3.4       Voor wat betreft de grond waarmee klager de psychotherapeut verwijt dat een navolgbaar dossier ontbreekt (grond VII) stelt het Centraal Tuchtcollege vast dat deze klacht in eerste aanleg niet is aangevoerd. Nu het beroep ertoe strekt het oordeel van het Regionaal Tuchtcollege over klachten of bepaalde onderdelen daarvan ter beoordeling aan het Centraal Tuchtcollege voor te leggen en in beroep geen nieuwe klachten kunnen worden voorgelegd valt dit onderdeel buiten het bereik van dit beroep. Het Centraal Tuchtcollege zal klager in zoverre in zijn beroep niet-ontvankelijk verklaren.

3.5       Voor het overige zijn in beroep de schriftelijke klachten over het beroepsmatig handelen van de psychotherapeut nog een keer ter beoordeling voorgelegd. Het Centraal Tuchtcollege heeft kennis genomen van de inhoud van die in eerste aanleg geformuleerde klachten en het daarover in eerste aanleg door partijen schriftelijk en mondeling gevoerde debat. Het door het Regionaal Tuchtcollege gevormde zaaksdossier is aan het Centraal Tuchtcollege gestuurd.

3.6       In beroep is het  debat door partijen schriftelijk nog een keer gevoerd, waarbij door ieder van hen standpunten zijn ingenomen naar aanleiding van de door het Regionaal Tuchtcollege vastgestelde feiten en de door dat College gegeven beschouwingen en beslissingen. Tijdens de mondelinge behandeling  op 29 mei 2018 is dat debat voortgezet.

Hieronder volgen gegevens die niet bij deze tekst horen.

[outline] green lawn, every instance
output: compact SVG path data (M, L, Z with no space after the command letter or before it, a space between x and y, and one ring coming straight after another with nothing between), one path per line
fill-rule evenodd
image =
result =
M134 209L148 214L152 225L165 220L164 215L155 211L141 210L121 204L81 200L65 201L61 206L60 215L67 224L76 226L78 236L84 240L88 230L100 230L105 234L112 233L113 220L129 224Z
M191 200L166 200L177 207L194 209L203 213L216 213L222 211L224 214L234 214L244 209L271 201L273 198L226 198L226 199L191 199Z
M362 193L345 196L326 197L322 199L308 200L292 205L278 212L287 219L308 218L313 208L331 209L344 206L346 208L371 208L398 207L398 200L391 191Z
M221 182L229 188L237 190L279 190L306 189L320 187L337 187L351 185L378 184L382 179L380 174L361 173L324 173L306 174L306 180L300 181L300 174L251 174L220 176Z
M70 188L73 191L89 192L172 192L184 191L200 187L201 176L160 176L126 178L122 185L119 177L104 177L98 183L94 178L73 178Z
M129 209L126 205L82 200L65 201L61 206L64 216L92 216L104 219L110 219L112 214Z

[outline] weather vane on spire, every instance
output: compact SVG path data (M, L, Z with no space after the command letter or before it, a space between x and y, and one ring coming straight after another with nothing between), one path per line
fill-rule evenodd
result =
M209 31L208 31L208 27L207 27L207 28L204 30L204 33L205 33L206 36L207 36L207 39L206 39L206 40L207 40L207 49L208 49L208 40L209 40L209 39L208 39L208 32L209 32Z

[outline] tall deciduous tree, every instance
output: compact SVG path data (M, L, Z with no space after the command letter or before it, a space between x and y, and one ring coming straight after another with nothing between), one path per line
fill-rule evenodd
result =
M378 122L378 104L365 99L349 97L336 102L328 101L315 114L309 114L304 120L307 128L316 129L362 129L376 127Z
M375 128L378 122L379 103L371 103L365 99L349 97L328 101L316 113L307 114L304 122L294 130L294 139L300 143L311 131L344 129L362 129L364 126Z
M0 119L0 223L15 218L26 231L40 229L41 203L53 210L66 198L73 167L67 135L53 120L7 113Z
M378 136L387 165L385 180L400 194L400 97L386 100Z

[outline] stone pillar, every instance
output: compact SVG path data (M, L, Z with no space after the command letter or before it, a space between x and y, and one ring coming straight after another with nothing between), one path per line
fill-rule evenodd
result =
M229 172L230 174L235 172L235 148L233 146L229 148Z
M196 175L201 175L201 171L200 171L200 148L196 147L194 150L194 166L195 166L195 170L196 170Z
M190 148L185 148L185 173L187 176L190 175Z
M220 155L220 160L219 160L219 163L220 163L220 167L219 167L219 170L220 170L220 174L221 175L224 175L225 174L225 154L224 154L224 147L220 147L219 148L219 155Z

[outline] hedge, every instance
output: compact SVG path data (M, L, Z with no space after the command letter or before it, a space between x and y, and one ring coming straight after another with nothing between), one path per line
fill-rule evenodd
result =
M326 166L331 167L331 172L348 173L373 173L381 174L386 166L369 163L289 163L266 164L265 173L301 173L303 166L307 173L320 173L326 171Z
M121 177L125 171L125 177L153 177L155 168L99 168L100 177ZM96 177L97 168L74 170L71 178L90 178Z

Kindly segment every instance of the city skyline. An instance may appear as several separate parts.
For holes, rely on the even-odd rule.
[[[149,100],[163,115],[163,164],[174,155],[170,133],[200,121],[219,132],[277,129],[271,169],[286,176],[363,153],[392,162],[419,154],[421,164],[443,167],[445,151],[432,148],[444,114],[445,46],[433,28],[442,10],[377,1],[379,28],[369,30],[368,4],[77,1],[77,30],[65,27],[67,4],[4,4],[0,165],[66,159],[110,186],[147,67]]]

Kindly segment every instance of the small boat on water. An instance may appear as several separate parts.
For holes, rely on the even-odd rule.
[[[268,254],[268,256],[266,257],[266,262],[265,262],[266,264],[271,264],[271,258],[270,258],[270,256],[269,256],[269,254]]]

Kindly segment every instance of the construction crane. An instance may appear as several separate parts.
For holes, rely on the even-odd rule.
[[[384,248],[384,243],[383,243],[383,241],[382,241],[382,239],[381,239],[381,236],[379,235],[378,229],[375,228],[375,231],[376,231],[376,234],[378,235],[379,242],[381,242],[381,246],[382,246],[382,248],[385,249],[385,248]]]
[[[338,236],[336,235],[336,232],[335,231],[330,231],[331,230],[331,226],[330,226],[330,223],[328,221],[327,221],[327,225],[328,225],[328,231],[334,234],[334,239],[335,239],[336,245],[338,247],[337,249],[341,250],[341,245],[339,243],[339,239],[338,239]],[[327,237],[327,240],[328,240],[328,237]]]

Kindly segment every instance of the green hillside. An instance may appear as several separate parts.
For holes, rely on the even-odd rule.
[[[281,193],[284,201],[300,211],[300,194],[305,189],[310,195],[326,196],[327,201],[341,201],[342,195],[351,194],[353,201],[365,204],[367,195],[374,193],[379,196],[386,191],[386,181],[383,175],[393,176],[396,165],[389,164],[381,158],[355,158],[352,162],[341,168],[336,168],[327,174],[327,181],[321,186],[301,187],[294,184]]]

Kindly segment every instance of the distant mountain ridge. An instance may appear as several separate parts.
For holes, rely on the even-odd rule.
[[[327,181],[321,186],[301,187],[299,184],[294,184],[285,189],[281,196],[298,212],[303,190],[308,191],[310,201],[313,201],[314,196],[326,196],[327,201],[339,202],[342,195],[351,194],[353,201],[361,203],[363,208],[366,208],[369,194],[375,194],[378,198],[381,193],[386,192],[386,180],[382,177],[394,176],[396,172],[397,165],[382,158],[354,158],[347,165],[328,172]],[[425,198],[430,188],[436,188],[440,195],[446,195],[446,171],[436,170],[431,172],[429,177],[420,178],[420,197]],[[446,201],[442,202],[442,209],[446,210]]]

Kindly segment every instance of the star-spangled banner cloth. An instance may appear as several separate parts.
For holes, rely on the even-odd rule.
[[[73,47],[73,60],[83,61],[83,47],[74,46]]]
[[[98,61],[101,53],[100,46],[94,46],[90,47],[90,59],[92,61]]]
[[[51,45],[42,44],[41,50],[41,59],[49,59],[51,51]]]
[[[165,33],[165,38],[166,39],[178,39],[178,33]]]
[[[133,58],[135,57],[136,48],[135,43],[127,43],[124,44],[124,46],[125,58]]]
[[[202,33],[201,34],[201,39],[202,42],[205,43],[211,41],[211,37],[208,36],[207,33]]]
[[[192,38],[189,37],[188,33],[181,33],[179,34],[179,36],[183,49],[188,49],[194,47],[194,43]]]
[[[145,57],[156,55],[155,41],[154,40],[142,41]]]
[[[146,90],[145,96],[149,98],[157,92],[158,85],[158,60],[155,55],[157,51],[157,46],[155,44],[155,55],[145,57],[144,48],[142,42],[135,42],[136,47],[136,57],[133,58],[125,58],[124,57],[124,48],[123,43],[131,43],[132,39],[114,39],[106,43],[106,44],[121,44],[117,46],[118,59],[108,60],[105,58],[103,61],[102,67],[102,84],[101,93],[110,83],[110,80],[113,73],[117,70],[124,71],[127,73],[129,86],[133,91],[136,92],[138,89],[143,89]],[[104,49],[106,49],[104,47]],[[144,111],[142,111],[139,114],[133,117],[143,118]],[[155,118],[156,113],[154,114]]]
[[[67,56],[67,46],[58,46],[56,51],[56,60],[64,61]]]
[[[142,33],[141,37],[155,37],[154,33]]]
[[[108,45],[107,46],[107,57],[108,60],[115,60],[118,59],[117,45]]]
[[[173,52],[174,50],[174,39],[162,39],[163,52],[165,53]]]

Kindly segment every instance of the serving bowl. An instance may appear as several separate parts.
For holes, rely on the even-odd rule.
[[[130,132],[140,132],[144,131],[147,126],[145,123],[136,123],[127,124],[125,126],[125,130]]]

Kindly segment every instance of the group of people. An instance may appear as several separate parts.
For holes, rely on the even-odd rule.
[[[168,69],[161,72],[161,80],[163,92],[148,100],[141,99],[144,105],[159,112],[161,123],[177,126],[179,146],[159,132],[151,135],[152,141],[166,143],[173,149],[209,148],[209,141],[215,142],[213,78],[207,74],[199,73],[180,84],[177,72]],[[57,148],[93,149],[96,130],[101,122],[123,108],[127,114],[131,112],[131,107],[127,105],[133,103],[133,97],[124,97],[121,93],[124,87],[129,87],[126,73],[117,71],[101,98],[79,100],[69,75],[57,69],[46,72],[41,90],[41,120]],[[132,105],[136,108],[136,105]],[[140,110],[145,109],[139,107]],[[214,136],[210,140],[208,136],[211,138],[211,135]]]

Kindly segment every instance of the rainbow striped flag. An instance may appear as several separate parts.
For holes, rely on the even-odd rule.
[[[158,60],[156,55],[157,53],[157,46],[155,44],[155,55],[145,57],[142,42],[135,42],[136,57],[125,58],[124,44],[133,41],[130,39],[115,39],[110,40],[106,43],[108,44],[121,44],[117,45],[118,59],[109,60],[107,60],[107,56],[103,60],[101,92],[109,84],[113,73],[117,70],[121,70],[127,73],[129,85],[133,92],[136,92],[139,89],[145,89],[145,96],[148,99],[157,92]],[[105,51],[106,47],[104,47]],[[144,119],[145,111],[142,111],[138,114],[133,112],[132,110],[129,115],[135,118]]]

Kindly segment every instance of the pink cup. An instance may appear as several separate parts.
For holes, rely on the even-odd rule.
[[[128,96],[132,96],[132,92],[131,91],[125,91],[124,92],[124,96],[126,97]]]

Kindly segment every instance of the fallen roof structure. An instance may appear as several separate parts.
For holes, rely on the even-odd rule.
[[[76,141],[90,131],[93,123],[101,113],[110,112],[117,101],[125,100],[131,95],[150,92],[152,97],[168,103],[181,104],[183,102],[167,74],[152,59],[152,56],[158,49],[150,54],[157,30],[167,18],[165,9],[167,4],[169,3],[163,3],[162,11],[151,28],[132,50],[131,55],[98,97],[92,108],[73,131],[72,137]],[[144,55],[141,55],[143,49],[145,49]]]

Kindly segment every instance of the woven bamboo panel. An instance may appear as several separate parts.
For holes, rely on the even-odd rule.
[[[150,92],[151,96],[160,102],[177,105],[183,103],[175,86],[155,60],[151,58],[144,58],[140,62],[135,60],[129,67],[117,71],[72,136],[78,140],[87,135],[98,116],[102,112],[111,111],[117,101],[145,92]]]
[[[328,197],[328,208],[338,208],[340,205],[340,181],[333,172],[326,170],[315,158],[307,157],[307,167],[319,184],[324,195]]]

3.7       Het beraad in raadkamer na de behandeling in beroep heeft het Centraal Tuchtcollege niet geleid tot de vaststelling van andere feiten en tot andere beschouwingen en beslissingen dan die van het College in eerste aanleg. Dit betekent dat het beroep zal worden verworpen.

4.         Beslissing

Het Centraal Tuchtcollege voor de Gezondheidszorg:

-verklaart klager niet-ontvankelijk voor zover hij in beroep een nieuwe klacht aan de orde heeft gesteld;

-verwerpt het beroep voor het overige.

Deze beslissing is gegeven door: mr. T.L. de Vries, voorzitter, mr. L.F. Gerretsen-Visser en

mr. M.W. Zandbergen, leden-juristen en drs.  M.A.J. Hagenaars en drs. R.M.H. Schmitz, leden-beroepsgenoten en mr. M.D. Barendrecht-Deelen, secretaris.

Uitgesproken ter openbare zitting van 26 juni 2018.

            Voorzitter   w.g.                                            Secretaris  w.g.